Amazing : "L condom: Buy one and one gets donated overseas"


The L Condom company is designed to deal with condom shortages in the countries where birth control and AIDS prevention is most needed, and to make safe sex easier and more fun for everyone involved.

Talia Frenkel didn’t mean to become a social entrepreneur. She was living the kind of life magazines write about: photographing disaster zones for the Red Cross and other nonprofits. On trip after trip, she began to notice a disturbing lack of condoms in the countries she visited. According to the Office of the U.S. Global AIDS Coordinator, nine out of 10 African countries with high HIV prevalence go through what’s called a condom stock-out--when stores simply run out of condoms--with stock-outs commonly lasting over two months. Those stockouts can be caused by a number of things, including poor planning, funding, or logistical problems.

“That was when I got angry,” says Frenkel. “HIV is a preventable disease, and I believe that access to condoms is a basic human right.” She decided to start a woman-focused social enterprise and harness the one-for-one model (buy one and one gets donated overseas) employed by other companies.

When Frenkel started doing research into condoms and innovation, she felt stymied by the available offerings. “I knew that going into a condom aisle as a woman, there was no innovation in the condom industry. Just the branding, the look and feel, has a kind of a false male bravado. It doesn’t resonate with a modern feel of sexuality.”That company, L Condoms, will begin shipping its product this summer. Over the past four years, Frenkel has worked to make changes in condom materials, manufacturing, and distribution to make condoms better. According to the company, if contraception were broadly available in poor countries, more than 50 million unwanted pregnancies could be averted every year. The resulting decline in unintended pregnancies would bring down costs related to maternal and newborn care by $5.1 million.

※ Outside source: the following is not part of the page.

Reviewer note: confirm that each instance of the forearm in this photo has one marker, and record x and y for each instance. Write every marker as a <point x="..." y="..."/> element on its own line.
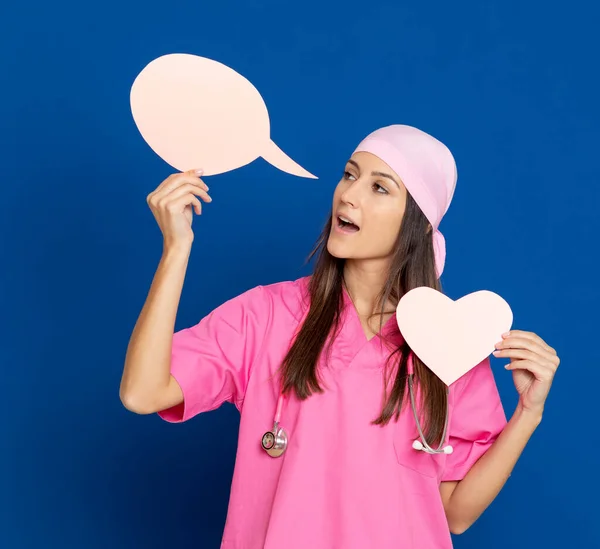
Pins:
<point x="486" y="478"/>
<point x="147" y="363"/>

Working from offices in San Francisco and Los Angeles, Frenkel has teamed up with relief organizations in Uganda to begin distributing condoms immediately to high-risk areas. “We’re starting with the high-impact areas where condoms are needed immediately, because there’s a high HIV rate and little or no access to condoms. In many places, women sell sex for less than the price of a condom. So there we’re just distributing them freely, with peer-to-peer education.”L Condoms try to improve the materials as well as the distribution. The condoms are manufactured in Malaysia, where natural latex is produced and purified to cut down on the smell. They use new lubricants that are free of glycerin and parabens, which Frenkel says have been shown to cause urinary tract infections. The foil is square instead of rectangular, which puts less strain on the condom itself. All the packaging is simple and recyclable.

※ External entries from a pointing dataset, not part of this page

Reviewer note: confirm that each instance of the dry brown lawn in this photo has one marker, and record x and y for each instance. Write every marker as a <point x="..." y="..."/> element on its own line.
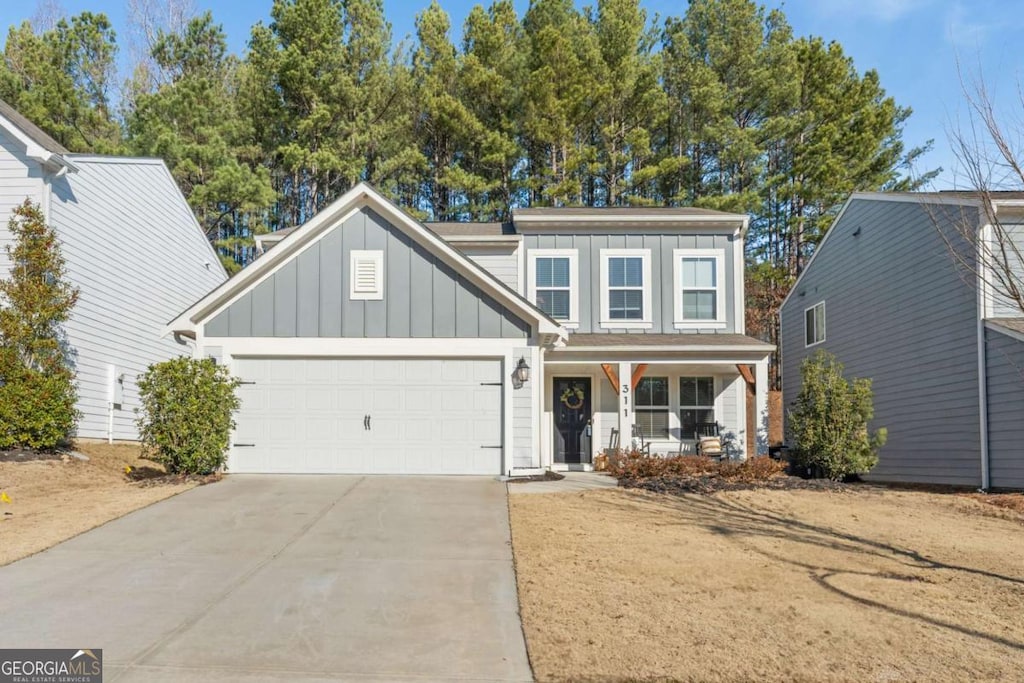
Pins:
<point x="872" y="585"/>
<point x="52" y="501"/>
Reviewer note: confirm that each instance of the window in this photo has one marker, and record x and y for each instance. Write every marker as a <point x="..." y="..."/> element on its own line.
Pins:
<point x="553" y="283"/>
<point x="651" y="407"/>
<point x="696" y="402"/>
<point x="626" y="288"/>
<point x="814" y="324"/>
<point x="367" y="274"/>
<point x="699" y="296"/>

The condoms are also being distributed to women-owned enterprises who sell them for affordable prices, creating sustainable livelihoods.

Frenkel is also working with sororities, fraternities, and co-ops in the U.S. to sell monthly condom subscriptions. For each condom bought, one will be donated to students in African universities. “I really wanted to focus on the idea of one-for-one, but we also wanted to provide a better product than what’s out there.”